Question

We are updating a datawarehouse on a weekly basis using a series of

TRUNCATE source_table1 
COPY source_table1 FROM [...]

... for data import and:

DROP TABLE IF EXISTS my_table
CREATE TABLE my_table AS SELECT [...]

for table updates.

We end our update process with a VACUUM FULL [VERBOSE] ANALYZE, because, as the documentation suggests, VACUUM should be done when a significant share of tuples has been updated or removed.

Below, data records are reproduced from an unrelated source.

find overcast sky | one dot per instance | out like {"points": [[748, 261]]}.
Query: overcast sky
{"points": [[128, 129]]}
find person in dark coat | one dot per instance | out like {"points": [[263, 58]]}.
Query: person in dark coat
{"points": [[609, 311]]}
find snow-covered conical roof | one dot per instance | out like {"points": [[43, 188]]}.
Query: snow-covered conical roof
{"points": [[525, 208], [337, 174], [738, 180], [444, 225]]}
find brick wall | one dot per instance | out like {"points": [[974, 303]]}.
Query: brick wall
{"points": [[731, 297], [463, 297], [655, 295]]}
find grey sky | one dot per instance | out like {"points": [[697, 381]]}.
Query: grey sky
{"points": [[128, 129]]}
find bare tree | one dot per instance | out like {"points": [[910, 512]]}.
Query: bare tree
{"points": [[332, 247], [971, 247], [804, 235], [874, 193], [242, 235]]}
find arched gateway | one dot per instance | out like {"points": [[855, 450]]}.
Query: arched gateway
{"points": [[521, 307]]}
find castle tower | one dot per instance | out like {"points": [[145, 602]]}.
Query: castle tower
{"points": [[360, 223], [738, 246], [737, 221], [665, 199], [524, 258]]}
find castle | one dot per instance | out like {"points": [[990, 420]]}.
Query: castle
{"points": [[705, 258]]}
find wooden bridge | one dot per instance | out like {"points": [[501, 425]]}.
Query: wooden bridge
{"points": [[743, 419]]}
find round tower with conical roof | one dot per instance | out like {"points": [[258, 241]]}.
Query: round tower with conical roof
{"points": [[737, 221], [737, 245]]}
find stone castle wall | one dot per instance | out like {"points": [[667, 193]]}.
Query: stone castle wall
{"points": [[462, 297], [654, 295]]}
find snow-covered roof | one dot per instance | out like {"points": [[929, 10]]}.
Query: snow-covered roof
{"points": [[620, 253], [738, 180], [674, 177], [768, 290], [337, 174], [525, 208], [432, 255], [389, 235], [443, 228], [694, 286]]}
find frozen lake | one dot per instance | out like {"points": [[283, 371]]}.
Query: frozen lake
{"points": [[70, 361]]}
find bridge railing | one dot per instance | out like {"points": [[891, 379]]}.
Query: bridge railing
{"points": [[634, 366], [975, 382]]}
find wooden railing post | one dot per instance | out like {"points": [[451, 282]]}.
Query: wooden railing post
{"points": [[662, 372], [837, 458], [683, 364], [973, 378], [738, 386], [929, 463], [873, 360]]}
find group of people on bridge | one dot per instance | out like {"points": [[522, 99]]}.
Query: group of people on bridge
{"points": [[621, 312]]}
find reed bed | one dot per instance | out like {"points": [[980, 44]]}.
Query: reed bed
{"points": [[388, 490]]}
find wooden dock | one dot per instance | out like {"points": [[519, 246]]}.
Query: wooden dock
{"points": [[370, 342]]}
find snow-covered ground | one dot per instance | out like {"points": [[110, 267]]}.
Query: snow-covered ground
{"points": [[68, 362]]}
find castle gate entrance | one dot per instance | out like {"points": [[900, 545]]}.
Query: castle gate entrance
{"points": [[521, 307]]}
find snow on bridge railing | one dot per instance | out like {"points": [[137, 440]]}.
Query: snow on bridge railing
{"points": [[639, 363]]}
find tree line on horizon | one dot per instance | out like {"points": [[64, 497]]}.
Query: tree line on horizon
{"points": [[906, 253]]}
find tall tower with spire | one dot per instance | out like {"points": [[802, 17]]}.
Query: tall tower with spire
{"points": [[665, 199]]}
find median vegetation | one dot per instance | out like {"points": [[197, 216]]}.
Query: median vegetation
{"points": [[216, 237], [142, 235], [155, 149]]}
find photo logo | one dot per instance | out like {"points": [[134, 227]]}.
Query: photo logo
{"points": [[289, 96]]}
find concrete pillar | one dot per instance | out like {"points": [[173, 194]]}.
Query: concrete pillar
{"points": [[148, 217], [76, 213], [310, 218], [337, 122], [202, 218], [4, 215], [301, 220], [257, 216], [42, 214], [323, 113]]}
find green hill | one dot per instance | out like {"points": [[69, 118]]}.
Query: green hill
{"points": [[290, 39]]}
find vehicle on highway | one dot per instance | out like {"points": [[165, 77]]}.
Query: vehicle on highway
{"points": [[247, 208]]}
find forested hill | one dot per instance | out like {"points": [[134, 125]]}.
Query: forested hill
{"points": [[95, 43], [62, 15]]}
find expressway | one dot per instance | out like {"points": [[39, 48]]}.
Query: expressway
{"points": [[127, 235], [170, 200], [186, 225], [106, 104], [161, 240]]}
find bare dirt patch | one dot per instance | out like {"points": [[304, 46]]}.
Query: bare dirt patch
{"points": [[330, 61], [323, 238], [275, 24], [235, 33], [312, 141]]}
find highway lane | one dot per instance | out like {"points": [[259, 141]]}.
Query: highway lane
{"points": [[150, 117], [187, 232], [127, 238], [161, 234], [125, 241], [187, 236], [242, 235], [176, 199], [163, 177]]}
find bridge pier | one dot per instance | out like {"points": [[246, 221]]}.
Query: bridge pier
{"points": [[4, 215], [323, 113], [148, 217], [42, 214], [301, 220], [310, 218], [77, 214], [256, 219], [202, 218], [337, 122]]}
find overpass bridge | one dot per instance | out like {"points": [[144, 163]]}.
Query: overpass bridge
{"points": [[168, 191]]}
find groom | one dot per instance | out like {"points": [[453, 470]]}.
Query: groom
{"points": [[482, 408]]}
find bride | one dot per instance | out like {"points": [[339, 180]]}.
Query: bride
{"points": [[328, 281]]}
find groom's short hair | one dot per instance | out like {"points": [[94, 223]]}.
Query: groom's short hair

Here, as it is a share of 100% for all tables, we reasonably thought that VACUUM should be applied.

As we see the ouptput of the verbose option, it seems that Postgresql has not much to do, as every table VACUUMed gives:

INFO:  vacuuming "public.table345"
INFO:  "table345": found 0 removable, 9831703 nonremovable row versions in 62538 pages
DETAIL : 0 dead row versions cannot be removed yet.

I guess that on the contrary ANALYZE is more than helpfull to update the internal statistics. Most tables are 10-100m rows big.

But we were wondering if VACUUM FULL or just VACUUM were really necessary in that case?

(Or may be the whole update process (DROP / CREATE TABLE AS) is not the right way to do?)

Was it helpful?

Solution

Point about TRUNCATE/COPY

Unrelated note, depending on the WAL level, wrapping the TRUNCATE and COPY in the same transaction things may go faster, because WAL will be skipped. Further the CTAS will always skip most WAL.

In minimal level, WAL-logging of some bulk operations can be safely skipped, which can make those operations much faster (see Section 14.4.7). Operations in which this optimization can be applied include source

  • CREATE TABLE AS
  • CREATE INDEX
  • CLUSTER
  • COPY into tables that were created or truncated in the same transaction
    BEGIN;
      TRUNCATE source_table1 
      COPY source_table1 FROM [...]
    COMMIT;

Issue of VACUUM FULL

  1. There is no need to do a VACUUM FULL on a new table. The table is already new in those transactions so there is no need to rewrite it, as FULL does. There is also no need to VACUUM it because there are no movable rows that VACUUM will act on. When you run VACUUM FULL VERBOSE, you can see nothing was removable, and no dead rows were removed. VACUUM FULL can be useful if

    1. you're staging INSERTS though a temp table, and adding them in batches into a dirty table. Then it can often pay off at the end of the process.
    2. you're running UPDATE on a large batch because UPDATE generates new rows forcing VACUUM to later mark the old rows as dead.
  2. A simple ANALYZE will work fine. This will update the statistics on the table.